Single by Rico Nasty

from the album Nightmare Vacation
- Released: August 13, 2020
- Genre: Hyperpop; rock;
- Length: 2:38
- Label: Sugar Trap
- Songwriters: Maria Kelly; Dylan Brady;
- Producer: Dylan Brady

Rico Nasty singles chronology
| "Aquí Yo Mando" (2020) | "iPhone" (2020) | "Own It" (2020) |

Music video
- "iPhone" on YouTube

= IPhone (song) =

2020 single by Rico Nasty

"iPhone" (stylized in all caps) is a song by American rapper Rico Nasty. Released on August 13, 2020 through her own Sugar Trap label, it served as the lead single off of her debut studio album Nightmare Vacation (2020). Produced by Dylan Brady of the experimental duo 100 gecs, the song is their second collaboration since "Ringtone (remix)". The song also paved the way for several more Brady-produced tracks which feature on Nightmare Vacation, such as "OHFR?" and "Can't Look Down". "iPhone" was named one of the best songs of 2020 by both Pitchfork and NME.

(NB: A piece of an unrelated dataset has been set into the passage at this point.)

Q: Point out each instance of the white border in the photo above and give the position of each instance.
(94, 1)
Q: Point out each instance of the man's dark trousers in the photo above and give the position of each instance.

== Background and release ==
In November 2019, Rico Nasty teased the song while on Instagram live in the recording studio. After a bootleg recording of the song gained hype and attention from fans over social media, she said in January 2020 that she would prefer to release it with an additional verse from rapper Lil Uzi Vert. After the success of the single "Ringtone (remix)", a collaboration between Dylan Brady and Rico Nasty among several other artists in February 2020, there was an increased demand from fans online to release "iPhone". On August 4, she quoted a tweet containing a recording of the Instagram live from November 2019 and wrote, "IPHONE is dropping next week ok bye". Rico Nasty officially released the song on August 13, alongside a formal announcement of her debut studio album, Nightmare Vacation (2020). To promote the song, she organized a giveaway of multiple IPhone 11 Pro Max's inside an autographed phone case. The giveaway was organized with the cosmetics brand Il Makiage to additionally promote Rico Nasty's own makeup palette. "iPhone" received a remix from American producer Ookay which was released in September 2020.

== Composition ==
Produced by Brady in the genre of "hyperpop", the song features "blown-out glitchy trap beats" and "warped Auto-Tune[d]" vocals.

== Critical reception ==
Lawrence Burney of The Washington Post wrote that the song "perfectly matches the chaos concocted by the critically adored producers" and that "in just over two minutes, the song goes from trap to trance to pop-punk while [Rico Nasty] goes on about her power, her loneliness and how she keeps forgetting to keep her mask on in a pandemic." John Ochoa of The Recording Academy wrote that "the song is an adrenaline rush of distorted hyperpop paired with Rico's washed-out, razor-sharp rhymes. In the middle of the track, she floats into soft R&B coos that can still cut like rusty blades."

== Music video ==
An accompanying music video was released alongside the song on August 13, 2020. It was directed by British music video director Emil Nava under his production company Ammolite, and was edited by Alex Russek, with creative direction from Rico Nasty and Jason Joyride. The 3D video stars Rico Nasty as a "sultry, alien-ish version of herself who serenades from within the titular smartphone". Allie Gregory of Exclaim! described it as "a glitched-out, animated gecs-created video". Aaron Williams of Uproxx noted that the video "uses surreal imagery to comment on the way technology has consumed our lives as Rico spits boastful lyrics about a crush who gets her to change her ways." Lawrence Burney of The Washington Post wrote that the video's "digital animation allow[s] Rico to take various shapes" including "a Sims-like avatar, then a social media-filtered version of herself, then a blob of pixels trying to escape a television screen."